|
Dostlukların kıymetini bilmeliyiz
|
|
Hayatta hiçbir şeyi ertelememek lazım. Dostları aramayı ise hiç... Gazeteci Müşerref Hekimoğlu ve tiyatro sanatçısı İsmet Ay'ın geçtiğimiz günlerdeki ölümleri yaşarken kıymetini bilmediğimiz dostlukları hatırlattı.
Daha Houston'a gittiğimiz ilk günlerde Doktor Banu Arun telefon etti. "MD Anderson Hastanesi'nin meme kanseri bölümünde çalışıyorum. Herhangi bir şekilde ihtiyacınız olursa beni arayabilirsiniz. Hiç tedirgin olmayın. Bir Türk olarak kendi konum olmasa da yardıma hazırım, beklerim" dedi kapattı. Birkaç gün sonra Sönmez'le ziyaretine gittik. Dr. Arun, güzel, çok yumuşak konuşan, rahatlatıcı, çok zarif bir genç hanım. O hastanede, o bölümde çalışması için kim bilir nasıl bir eğitimden, birikimden geçtiğini düşünerek çok iftihar ettik. Pencereden baktığımda dışarısı aşırı sıcak gibi görünüyordu. Ama çalıştığı oda genel soğutma sisteminden buz gibi. Biliyorsunuzdur Amerika'da su ve Cocacola'nın iki üç damlası hariç gerisi nasıl buzsa, odaların içini de öyle buz gibi yapmaya meraklılar. "Burada üşümüyor musunuz Banu Hanım?" diyecek oldum. "Ne üşümesi, donuyorum" diyerek masanın altından elektrikli sobasını çıkarıp gösterdi. Çok güldük. Çünkü dışarısı 40 derece. Hastanede daha ilk günden itibaren bize çok yakın davranan üç Türk vardı. Türkiye Bölümü Sorumlusu Elnar Köseoğlu, tıbbi tercümanlar Levent Kolbay ve Nuran Timoçin. Doktorlarla direkt telefonlaşamadığımızdan soracağımız her şey için onlara ihtiyacımız oluyordu. Cep telefonlarını vermeleri, sosyal konularda sohbet etmeleri, hastane dışında görüşmeleri yasak olduğu için dostluğumuz çok sınırlı kaldı. Hep sıkıntılara, acılara ortak olan bu insanların devamlı iç kapayıcı bir ortamda çalışmak gibi çok zor bir görevleri vardı. Her sorunumuzda başvurduğumuz bu kişileri sevgiyle kucaklıyor ve çok teşekkür ediyorum.

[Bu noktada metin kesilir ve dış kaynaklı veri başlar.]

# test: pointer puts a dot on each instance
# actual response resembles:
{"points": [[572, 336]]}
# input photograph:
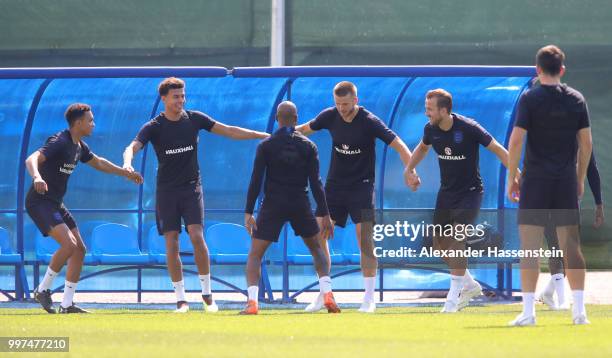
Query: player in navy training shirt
{"points": [[349, 187], [50, 168], [456, 140], [555, 119], [556, 283], [174, 135], [290, 162]]}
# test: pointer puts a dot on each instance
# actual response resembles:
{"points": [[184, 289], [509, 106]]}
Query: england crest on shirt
{"points": [[458, 136]]}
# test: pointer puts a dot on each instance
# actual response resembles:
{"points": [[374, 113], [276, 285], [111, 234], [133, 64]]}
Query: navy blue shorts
{"points": [[274, 213], [356, 201], [546, 202], [457, 208], [173, 205], [47, 214]]}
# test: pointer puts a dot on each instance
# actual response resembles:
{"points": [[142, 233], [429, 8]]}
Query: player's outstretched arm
{"points": [[103, 165], [305, 129], [501, 153], [402, 149], [515, 147], [259, 169], [32, 163], [316, 186], [128, 155], [585, 148], [595, 183], [237, 132], [417, 156]]}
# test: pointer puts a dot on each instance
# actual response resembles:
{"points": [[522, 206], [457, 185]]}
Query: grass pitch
{"points": [[414, 331]]}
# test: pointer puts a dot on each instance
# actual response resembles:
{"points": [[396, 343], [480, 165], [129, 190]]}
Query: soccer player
{"points": [[556, 283], [174, 135], [290, 162], [50, 167], [555, 119], [456, 141], [349, 187]]}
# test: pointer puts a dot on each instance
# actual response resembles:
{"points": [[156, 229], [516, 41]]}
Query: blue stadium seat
{"points": [[46, 247], [86, 229], [157, 247], [7, 255], [228, 243], [275, 251], [117, 244], [298, 253]]}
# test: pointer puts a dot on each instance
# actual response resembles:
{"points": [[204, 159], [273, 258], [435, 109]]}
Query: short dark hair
{"points": [[75, 111], [443, 98], [170, 83], [345, 88], [550, 59]]}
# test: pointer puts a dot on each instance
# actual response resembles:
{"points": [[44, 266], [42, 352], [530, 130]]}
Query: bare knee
{"points": [[172, 247]]}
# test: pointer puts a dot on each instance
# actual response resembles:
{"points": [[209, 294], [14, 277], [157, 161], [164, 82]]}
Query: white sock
{"points": [[468, 280], [455, 289], [69, 288], [325, 284], [179, 290], [528, 304], [205, 281], [253, 292], [550, 286], [578, 307], [558, 281], [369, 283], [47, 280]]}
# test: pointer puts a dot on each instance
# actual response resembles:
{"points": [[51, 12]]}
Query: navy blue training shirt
{"points": [[458, 153], [61, 157], [176, 147], [353, 155], [552, 117], [289, 161]]}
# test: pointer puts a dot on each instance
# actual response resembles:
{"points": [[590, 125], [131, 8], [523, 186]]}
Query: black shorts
{"points": [[172, 205], [274, 213], [457, 208], [545, 202], [356, 201], [47, 214]]}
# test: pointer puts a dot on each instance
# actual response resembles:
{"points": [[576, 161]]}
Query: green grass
{"points": [[421, 331]]}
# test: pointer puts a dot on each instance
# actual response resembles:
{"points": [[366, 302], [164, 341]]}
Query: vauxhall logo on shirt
{"points": [[449, 155], [67, 168], [179, 150], [346, 150]]}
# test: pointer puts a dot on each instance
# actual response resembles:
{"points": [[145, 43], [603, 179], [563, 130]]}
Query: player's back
{"points": [[288, 156], [552, 116]]}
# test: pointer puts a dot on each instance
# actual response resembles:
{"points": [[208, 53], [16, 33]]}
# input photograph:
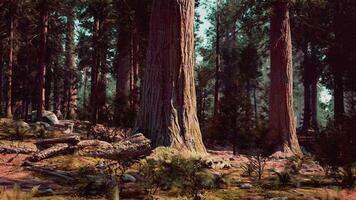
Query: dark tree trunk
{"points": [[95, 72], [42, 60], [282, 130], [70, 50], [168, 105]]}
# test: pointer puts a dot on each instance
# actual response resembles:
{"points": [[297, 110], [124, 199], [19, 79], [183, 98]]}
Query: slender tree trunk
{"points": [[168, 108], [217, 64], [136, 65], [72, 88], [282, 134], [11, 60], [338, 62], [48, 87], [42, 60], [85, 86], [310, 79], [1, 76], [56, 89], [339, 105], [95, 72], [124, 67]]}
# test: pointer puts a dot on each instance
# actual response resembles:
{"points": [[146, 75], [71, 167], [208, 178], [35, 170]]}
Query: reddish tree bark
{"points": [[124, 64], [310, 79], [42, 60], [1, 75], [10, 59], [168, 107], [95, 71], [282, 134], [217, 63], [70, 50]]}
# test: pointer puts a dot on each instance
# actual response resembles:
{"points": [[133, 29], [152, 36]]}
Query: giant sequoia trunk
{"points": [[217, 63], [11, 59], [1, 74], [168, 108], [42, 61], [310, 78], [70, 50], [124, 64], [282, 134], [95, 72]]}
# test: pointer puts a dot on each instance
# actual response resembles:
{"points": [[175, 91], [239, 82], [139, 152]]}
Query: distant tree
{"points": [[42, 58], [282, 130]]}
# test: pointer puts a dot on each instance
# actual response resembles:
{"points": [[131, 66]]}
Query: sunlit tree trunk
{"points": [[42, 60], [282, 130], [310, 78], [168, 108], [70, 50], [1, 75], [10, 59], [217, 63], [124, 65], [95, 72]]}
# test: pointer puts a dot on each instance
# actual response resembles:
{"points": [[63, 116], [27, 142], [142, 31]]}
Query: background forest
{"points": [[269, 75]]}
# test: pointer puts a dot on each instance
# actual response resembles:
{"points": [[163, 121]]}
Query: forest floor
{"points": [[18, 180]]}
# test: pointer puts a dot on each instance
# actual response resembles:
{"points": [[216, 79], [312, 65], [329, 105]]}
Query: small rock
{"points": [[127, 178], [246, 186]]}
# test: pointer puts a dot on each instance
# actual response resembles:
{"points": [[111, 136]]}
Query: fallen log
{"points": [[69, 140], [18, 150], [93, 143], [133, 147], [58, 149], [57, 173]]}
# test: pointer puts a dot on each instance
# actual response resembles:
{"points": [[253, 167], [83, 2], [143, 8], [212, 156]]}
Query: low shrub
{"points": [[168, 168]]}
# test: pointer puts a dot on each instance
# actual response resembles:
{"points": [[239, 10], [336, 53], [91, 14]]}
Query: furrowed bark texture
{"points": [[124, 62], [168, 107], [72, 88], [282, 134], [11, 60], [42, 61]]}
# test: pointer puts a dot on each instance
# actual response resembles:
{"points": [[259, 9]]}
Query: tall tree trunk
{"points": [[310, 79], [72, 88], [339, 105], [1, 75], [282, 134], [42, 60], [11, 59], [135, 64], [217, 62], [168, 107], [56, 89], [85, 86], [124, 63], [95, 72], [48, 87], [338, 62]]}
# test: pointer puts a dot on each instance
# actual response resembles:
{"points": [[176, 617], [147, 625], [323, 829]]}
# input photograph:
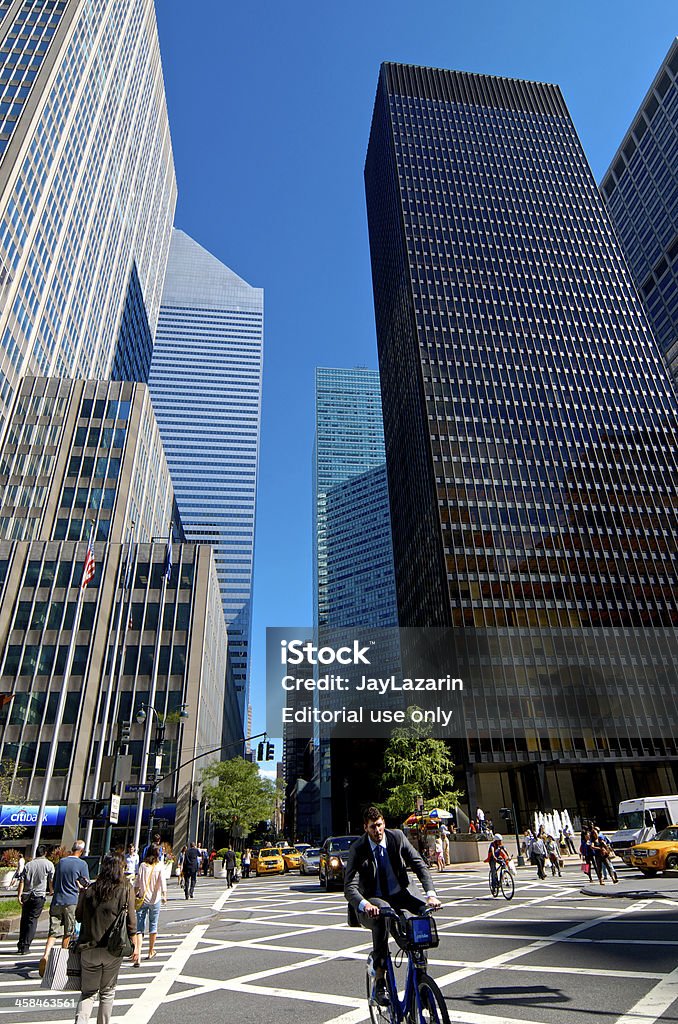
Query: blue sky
{"points": [[269, 109]]}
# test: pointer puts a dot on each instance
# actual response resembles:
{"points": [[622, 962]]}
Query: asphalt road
{"points": [[279, 950]]}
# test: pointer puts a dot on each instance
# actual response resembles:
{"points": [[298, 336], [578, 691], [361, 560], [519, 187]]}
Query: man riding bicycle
{"points": [[376, 877], [497, 855]]}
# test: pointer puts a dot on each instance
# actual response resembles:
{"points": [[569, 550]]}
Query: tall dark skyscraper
{"points": [[641, 192], [528, 424]]}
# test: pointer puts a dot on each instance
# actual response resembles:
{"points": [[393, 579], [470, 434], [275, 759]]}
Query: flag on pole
{"points": [[168, 557], [90, 564]]}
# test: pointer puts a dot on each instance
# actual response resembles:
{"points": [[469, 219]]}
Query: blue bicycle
{"points": [[422, 1000]]}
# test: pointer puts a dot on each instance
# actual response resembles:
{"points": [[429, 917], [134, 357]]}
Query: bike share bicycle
{"points": [[504, 882], [422, 1000]]}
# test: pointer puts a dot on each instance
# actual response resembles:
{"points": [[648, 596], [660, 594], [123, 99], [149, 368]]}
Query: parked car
{"points": [[332, 860], [291, 857], [309, 859], [660, 854], [268, 860]]}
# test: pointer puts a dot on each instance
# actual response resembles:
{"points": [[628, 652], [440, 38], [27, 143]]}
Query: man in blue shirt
{"points": [[71, 877]]}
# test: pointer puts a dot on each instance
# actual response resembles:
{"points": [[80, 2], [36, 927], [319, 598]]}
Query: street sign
{"points": [[115, 809]]}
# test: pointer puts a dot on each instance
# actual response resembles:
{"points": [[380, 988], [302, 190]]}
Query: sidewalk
{"points": [[178, 912]]}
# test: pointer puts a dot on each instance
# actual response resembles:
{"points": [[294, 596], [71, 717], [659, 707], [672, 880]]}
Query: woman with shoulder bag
{"points": [[151, 890], [102, 905]]}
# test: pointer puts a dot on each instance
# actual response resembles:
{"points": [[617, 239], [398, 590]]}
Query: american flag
{"points": [[89, 566]]}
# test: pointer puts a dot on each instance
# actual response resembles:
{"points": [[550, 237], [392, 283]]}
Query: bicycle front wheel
{"points": [[508, 885], [433, 1009]]}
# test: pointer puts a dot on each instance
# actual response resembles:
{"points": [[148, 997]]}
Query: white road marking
{"points": [[653, 1004]]}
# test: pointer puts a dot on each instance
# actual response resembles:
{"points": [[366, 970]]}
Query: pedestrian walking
{"points": [[35, 884], [568, 837], [131, 861], [553, 853], [152, 890], [71, 876], [179, 864], [588, 857], [539, 854], [228, 862], [98, 907], [191, 865]]}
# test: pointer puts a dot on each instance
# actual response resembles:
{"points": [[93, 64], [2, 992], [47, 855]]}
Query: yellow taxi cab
{"points": [[267, 860], [292, 858], [659, 854]]}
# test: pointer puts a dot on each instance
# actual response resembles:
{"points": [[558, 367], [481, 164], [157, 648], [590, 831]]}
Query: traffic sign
{"points": [[115, 809]]}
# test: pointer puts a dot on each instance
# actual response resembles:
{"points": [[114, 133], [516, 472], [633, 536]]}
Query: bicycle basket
{"points": [[418, 933]]}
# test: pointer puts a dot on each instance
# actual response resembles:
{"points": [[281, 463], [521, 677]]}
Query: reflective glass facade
{"points": [[528, 419], [206, 387], [351, 522], [640, 189], [87, 182]]}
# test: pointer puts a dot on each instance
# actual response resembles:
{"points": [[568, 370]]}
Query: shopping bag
{"points": [[64, 970], [119, 943]]}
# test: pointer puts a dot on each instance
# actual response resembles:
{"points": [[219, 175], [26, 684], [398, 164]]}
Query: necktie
{"points": [[382, 877]]}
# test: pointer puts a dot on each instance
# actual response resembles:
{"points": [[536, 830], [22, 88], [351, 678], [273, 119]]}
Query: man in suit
{"points": [[376, 876]]}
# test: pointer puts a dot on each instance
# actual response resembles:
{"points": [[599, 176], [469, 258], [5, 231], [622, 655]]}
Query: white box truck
{"points": [[640, 820]]}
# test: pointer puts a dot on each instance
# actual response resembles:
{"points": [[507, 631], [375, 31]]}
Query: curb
{"points": [[630, 894]]}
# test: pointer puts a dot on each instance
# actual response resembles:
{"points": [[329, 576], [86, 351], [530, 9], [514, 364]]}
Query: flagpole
{"points": [[110, 689], [154, 686], [58, 718]]}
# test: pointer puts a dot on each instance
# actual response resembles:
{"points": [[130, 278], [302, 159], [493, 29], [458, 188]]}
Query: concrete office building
{"points": [[87, 189], [530, 432], [80, 453], [640, 189], [206, 387]]}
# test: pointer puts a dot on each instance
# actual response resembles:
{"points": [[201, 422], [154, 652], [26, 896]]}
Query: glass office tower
{"points": [[87, 186], [351, 522], [353, 581], [530, 434], [206, 388], [640, 189]]}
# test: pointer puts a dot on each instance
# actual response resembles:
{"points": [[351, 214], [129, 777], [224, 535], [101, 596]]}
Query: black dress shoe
{"points": [[381, 992]]}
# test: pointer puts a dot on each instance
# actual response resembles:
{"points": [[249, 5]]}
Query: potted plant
{"points": [[8, 865]]}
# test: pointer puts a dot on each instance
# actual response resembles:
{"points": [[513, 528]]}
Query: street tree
{"points": [[418, 767], [237, 796]]}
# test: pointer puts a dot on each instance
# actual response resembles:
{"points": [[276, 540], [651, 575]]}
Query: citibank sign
{"points": [[27, 814]]}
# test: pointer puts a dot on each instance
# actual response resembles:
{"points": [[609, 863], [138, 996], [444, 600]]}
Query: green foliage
{"points": [[418, 766], [237, 796], [9, 858], [7, 770], [9, 908]]}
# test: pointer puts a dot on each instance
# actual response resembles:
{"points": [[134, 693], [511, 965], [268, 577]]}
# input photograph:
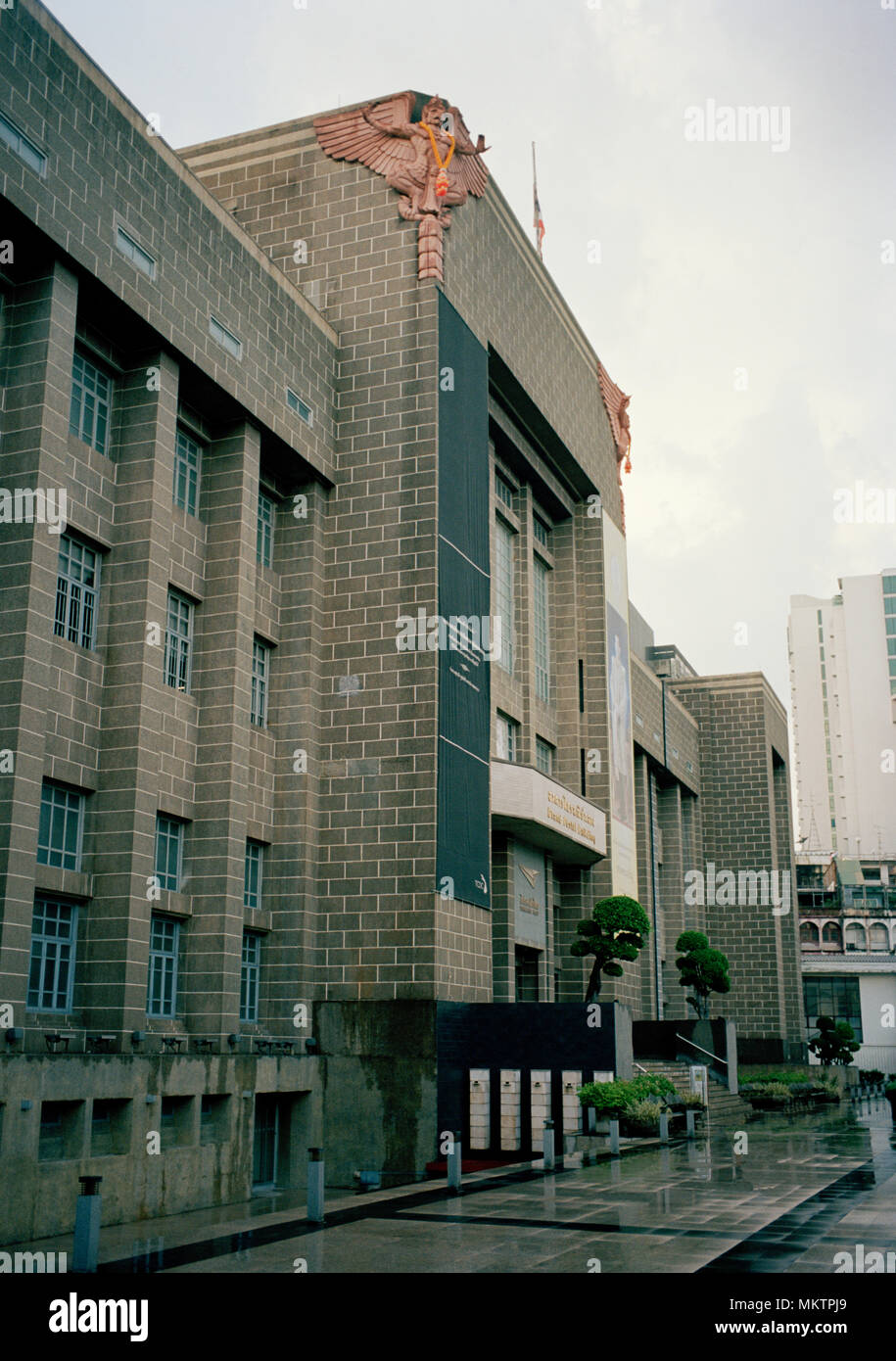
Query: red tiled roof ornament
{"points": [[617, 408], [432, 164]]}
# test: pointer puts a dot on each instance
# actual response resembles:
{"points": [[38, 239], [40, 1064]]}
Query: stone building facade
{"points": [[236, 878]]}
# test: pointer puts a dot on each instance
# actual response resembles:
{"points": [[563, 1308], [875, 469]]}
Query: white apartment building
{"points": [[843, 691]]}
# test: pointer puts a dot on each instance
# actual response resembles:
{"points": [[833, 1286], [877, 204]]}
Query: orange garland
{"points": [[442, 178]]}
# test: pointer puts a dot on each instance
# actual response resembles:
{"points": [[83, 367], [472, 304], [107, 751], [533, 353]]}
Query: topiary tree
{"points": [[703, 969], [835, 1042], [616, 930]]}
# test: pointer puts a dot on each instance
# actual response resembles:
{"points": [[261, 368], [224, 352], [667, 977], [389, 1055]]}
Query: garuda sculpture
{"points": [[432, 164]]}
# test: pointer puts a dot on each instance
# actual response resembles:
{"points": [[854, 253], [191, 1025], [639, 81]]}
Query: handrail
{"points": [[693, 1046]]}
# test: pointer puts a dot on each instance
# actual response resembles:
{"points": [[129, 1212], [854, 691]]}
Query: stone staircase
{"points": [[725, 1108]]}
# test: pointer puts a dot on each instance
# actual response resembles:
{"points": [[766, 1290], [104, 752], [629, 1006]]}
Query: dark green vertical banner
{"points": [[463, 850]]}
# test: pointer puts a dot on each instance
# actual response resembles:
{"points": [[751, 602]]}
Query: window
{"points": [[52, 967], [252, 879], [169, 852], [300, 407], [878, 937], [62, 823], [526, 967], [187, 456], [837, 998], [178, 637], [506, 736], [136, 255], [161, 997], [250, 972], [504, 492], [76, 587], [543, 756], [541, 531], [225, 338], [260, 671], [855, 937], [24, 147], [264, 533], [504, 604], [91, 399], [542, 631]]}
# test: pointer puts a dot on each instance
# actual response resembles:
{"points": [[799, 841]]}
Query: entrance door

DOSTLARA VEDA Aslında hiçbir şeyi ertelememek lazım. Hele yaşlı kişilere olan özlemi ve sevgimizi söylemeyi hiç ertelemememiz lazım. Uzun zamandır haber alamadığımız Müşerref Hekimoğlu'nu "Hep yarın ararız" derken kaybettik. Son bir kez daha sesini duymadan sessiz sedasız bu dünyadan göçüverdi. Ben hayatımda 1920 doğumlu bu kadar güzel kadın tanımadım. Estetik müdahalenin hiç olmadığı yıllarda, kim bilir menekşe (bence) rengi gözleri neler gördü? Güzel endamı, kıvrak zekasıyla kim bilir hangi salonlarda, ne biçim rüzgarlar estirdi. Herhalde hanım olarak en eski gazetecilerden biriydi. Sönmez ve ben çok severdik Müşerref Hanımı. Aynı günlerde İsmet Ay'ı da kaybettik. Kendisiyle bir samimiyetim yoktu ama bir fenomen olduğunu anlatmak için tanımak yeterdi. Görgüsü, estetiğe düşkünlüğü, eleştirici zekası ve sivri dilliliğiyle farklıydı. Tiyatroda da hayatta da çok başarılı, farklı bir kişilikti. Bunca yıl emek verdiği tiyatrosuna küs gitmesi üzücüydü. Böyle renkli, sivri, önemli kişilik, kıymetini yaşarken bilmediğimiz dostluklara vakit bulamadığımız bu dünyadan göçtü gitti. James Joyce'un "Ulysses''inde "İnsan ölünce dünyada bıraktığı gövdesinden ayrılan ruhu oyuncaklarıyla birlikte evrenin bir yerlerine depo edilir" gibi bir deyiş vardı. Öyle mi acaba? Tanrı ikisine de rahmet eylesin.